It can take years or even decades to properly understand a pathway. But when a certain threshold is passed, new therapeutic opportunities can be revealed at an exciting rate. The apolipoprotein E (apoE) pathway has passed that threshold, and VC-backed start ups to exploit this new understanding are springing up like mushrooms.
As early as the mid-1980s, human genetics identified the importance of the apoE protein: a common allelic variant (apoE4) was associated with increased risk of Alzheimer’s Disease, while another variant (apoE2) was associated with longevity. Even today, the sequence of the apoE gene remains the only really robust association with longevity in humans.
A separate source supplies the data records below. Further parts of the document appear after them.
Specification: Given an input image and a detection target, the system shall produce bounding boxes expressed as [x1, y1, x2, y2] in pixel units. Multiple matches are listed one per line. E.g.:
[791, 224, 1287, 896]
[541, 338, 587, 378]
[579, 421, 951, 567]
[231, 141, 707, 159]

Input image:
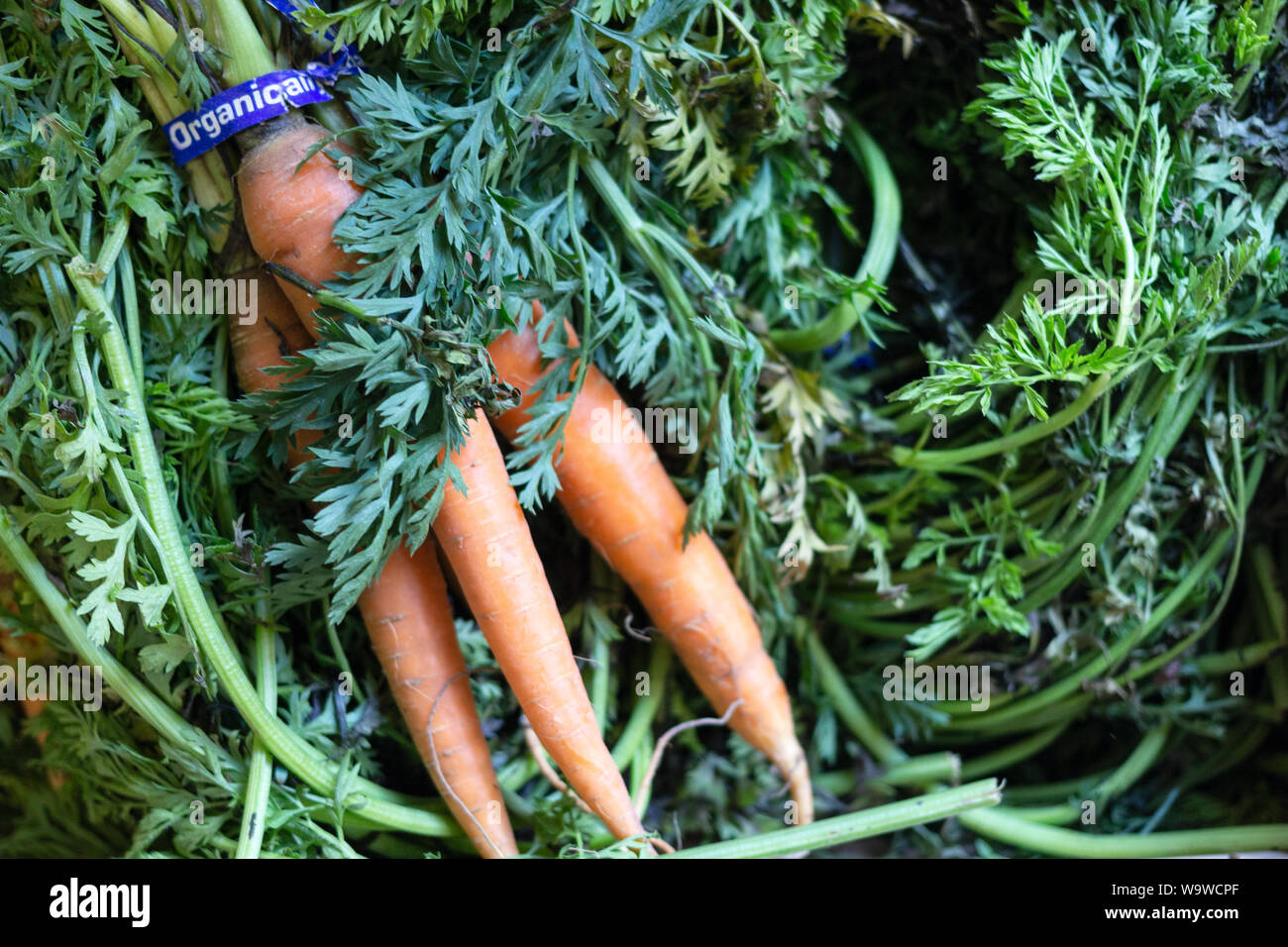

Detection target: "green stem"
[207, 0, 277, 85]
[948, 530, 1234, 730]
[769, 124, 902, 352]
[960, 805, 1288, 858]
[667, 780, 1002, 858]
[613, 640, 673, 770]
[0, 507, 224, 760]
[808, 631, 909, 766]
[67, 250, 459, 835]
[236, 622, 277, 858]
But there is another side to apoE. As the name indicates, it is a structural component of lipoproteins, and plays a key role in the clearance of triglyceride-rich particles associated with heart disease. In mice, deletion of the gene encoding apoE leads to a massive hypercholesterolemia and formation of severe vascular lipid lesions resembling human atherosclerosis. In humans, too, the allelic variants of apoE are associated with abnormal lipoprotein profiles.
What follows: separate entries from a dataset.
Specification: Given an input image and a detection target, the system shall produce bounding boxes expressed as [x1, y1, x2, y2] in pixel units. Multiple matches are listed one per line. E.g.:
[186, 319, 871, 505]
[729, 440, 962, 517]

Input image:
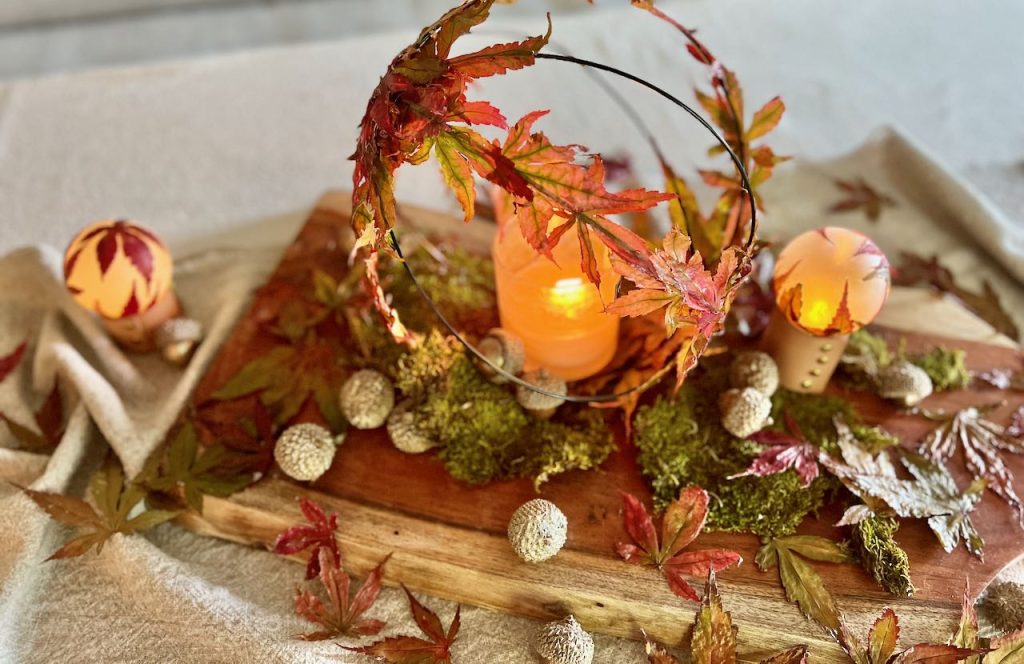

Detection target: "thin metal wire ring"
[388, 53, 757, 404]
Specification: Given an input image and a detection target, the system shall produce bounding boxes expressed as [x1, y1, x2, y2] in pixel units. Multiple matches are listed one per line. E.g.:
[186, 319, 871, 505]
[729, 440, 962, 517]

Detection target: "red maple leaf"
[295, 547, 391, 640]
[615, 487, 742, 601]
[345, 586, 462, 664]
[729, 413, 820, 488]
[273, 498, 341, 580]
How do you make sense of this complicated ‘split personality’ of apoE, with central roles in the seemingly unconnected worlds of neurodegeneration and lipid metabolism? New research is finally providing the answers, and demonstrates, at last, how to drug this target. The VC community has been quick to respond, supporting start-ups in this area – can they deliver first-in-class therapies in these blockbuster indications with vast unmet medical needs?
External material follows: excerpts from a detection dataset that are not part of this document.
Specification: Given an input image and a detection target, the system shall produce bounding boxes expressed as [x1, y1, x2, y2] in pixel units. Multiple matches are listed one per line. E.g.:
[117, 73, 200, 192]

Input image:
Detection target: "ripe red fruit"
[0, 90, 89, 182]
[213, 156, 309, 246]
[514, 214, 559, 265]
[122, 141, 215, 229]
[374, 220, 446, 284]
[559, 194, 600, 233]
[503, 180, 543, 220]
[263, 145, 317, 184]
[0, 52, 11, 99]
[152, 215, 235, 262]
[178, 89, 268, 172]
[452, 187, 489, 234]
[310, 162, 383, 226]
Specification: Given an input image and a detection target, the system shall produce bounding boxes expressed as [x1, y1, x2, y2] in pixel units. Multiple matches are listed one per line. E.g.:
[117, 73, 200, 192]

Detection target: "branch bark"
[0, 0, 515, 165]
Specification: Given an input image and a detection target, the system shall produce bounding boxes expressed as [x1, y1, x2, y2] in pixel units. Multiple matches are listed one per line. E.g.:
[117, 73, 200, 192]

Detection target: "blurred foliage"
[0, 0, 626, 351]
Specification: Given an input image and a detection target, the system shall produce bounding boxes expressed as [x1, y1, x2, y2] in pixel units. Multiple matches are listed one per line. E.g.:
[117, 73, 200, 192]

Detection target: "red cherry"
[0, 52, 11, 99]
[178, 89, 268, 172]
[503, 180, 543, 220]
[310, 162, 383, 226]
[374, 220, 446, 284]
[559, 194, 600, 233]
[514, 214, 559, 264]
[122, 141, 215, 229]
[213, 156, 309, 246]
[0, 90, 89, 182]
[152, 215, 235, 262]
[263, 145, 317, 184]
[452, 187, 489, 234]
The key to understanding apoE comes, as so often in biology, from the study of very simple model organisms: in this case, small roundworms called nematodes. One species, Caenorhabditis Elegans has taught us as much about developmental biology as any organism on the planet.
DrugBaron envisages an impact on global health for the best apoE mimetics that matches or exceeds that of antibiotics and statins
During development, cells divide in a very specific pattern to form the structures of the worm’s simple body. Some of the progeny cells are retained, but others die through programmed cell death (apoptosis). The remnants of the dead cells are then taken up by their neighbours, partly to keep things clean and tidy, but also to recycle the building blocks they contain.
One particularly important building block in these worms is cholesterol, because unlike humans, C. Elegans is a cannot manufacture its own cholesterol – it needs to scavenge it from the environment. The availability of cheolsterol is often growth-limiting to the worms in nature.
Genetic analysis is very easy in the fast-breeding worms and midway through the last decade, a central gene involved in the resorption of apoptotic cell corpses was identified as CED1. The key insight came from the sequence of this gene: it is the worm version of a human gene called LRP1. LRP stands for LDL-Receptor Related Protein 1, and like the LDL-receptor it plays a key role in cholesterol metabolism in man.
This genetic analysis in two species, one a microscopic worm and the other human beings, shed a light on the earliest evolution of our complex lipoprotein system for managing levels of cholesterol and other fats. The corpses of dead cells were the first ‘lipoprotein particles’.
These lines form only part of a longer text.